Usually your squad (Brides Maids & Maid of Honor) throw you your Bachelorette party and your family throws you your Bridal Shower.
This is a special time for you both. Let your friends and family fuss over you. ❤️
Post # 19
Honestly, what is considered acceptable and what is considered rude will differ depending on the country you live in, your culture and even your social circle. Like you, I didn’t know that a lot of people considered it rude to host your own engagement party and birthday parties – where I am from, this is how it has always been done and how people expect things to be done. I have been to lots of engagement parties in the last 5 years or so and they have all been thrown by the couple getting married. My Fiance and I threw our own engagement party and no one batted an eyelid (we also made no mention of gifts and told those who asked that they were really not necessary).
Planning your own bachelorette party is considered rude where I’m from, however, I’m not sure how true this would be if you’re planning to also fund the party yourself. In my experience, people are only against the bride planning the party because she expects her bridesmaids (and other guests) to foot the bill. If you’re paying for the whole thing yourself, I think that the “rules” and expectations would be different. My bridesmaids are planning my bachelorette, which is lovely of them and certainly not expected but it’s what they wanted to do. I have no idea what we’re doing yet, but I know they’ll be smart in regards to costs and the like. I would have just as happily had no party though.
Post # 20
miamia00: It’s definltey NOT rude to host anything. It’s generous and totally up to you. I am with you 100%, I don’t want to burden people to celebrate my wedding beyond coming to my wedding! It’s overkill these days that people have to have SO many events that basically require people to buy multiple gifts, make multuple travels, etc. I’ve seen other people hosting their own engagement parties before, so I don’t anyone would find it “rude”. People get caught up (many here on this site, and also in the general world) with ideals that they’ve seen on in tv or in other people’s lives. Yes, ideally the bride’s parents would pay for a wedding, but that isn’t always possible. Groom’s parents would pay for rehearsal dinner, but in reality that can’t always be the case. In this ideal world the couple might have family or friends who want to throw them an engagement party too!

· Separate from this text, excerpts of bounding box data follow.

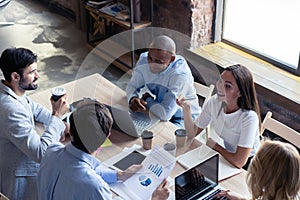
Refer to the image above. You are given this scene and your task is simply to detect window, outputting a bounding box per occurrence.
[222,0,300,75]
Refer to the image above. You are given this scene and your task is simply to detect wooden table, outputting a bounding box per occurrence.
[30,74,250,197]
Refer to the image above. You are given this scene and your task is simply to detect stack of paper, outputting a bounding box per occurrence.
[106,146,176,200]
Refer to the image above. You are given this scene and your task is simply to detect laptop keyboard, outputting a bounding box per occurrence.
[203,189,229,200]
[180,181,210,199]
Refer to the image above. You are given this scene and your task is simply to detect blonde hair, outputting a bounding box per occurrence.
[247,140,300,200]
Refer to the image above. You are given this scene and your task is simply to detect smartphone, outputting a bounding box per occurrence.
[113,151,146,171]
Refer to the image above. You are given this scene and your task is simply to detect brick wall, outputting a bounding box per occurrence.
[153,0,214,47]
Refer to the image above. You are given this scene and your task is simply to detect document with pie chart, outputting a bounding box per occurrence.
[110,146,176,200]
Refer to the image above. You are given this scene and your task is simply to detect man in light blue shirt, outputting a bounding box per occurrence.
[126,35,200,127]
[38,100,169,200]
[0,48,69,200]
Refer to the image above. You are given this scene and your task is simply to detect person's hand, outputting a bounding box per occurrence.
[176,95,190,109]
[50,94,70,118]
[59,122,71,144]
[214,190,246,200]
[151,179,170,200]
[206,138,217,149]
[129,97,147,112]
[117,165,143,181]
[142,92,153,101]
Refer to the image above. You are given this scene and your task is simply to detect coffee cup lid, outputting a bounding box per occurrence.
[163,142,176,151]
[141,131,153,139]
[51,87,66,96]
[175,129,187,137]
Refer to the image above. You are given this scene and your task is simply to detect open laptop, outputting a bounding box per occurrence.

I’ve only known one couple that had this kind of party and her parents are rich. Most of my other friends had no engagement party unless it was a smaller family thing I wasn’t invited to. One couple I know (not well) had an engagement “party” at a bar where everyone bought their own drinks the way most young people have birthdy “paries”. Another couple threw their own little engagagement party themselves. These aren’t people I was close to, I just saw pix online. I’ve never actually been to an engagement party.
Bottom line, you can totally have an egagement party that you throw yourself. Totally.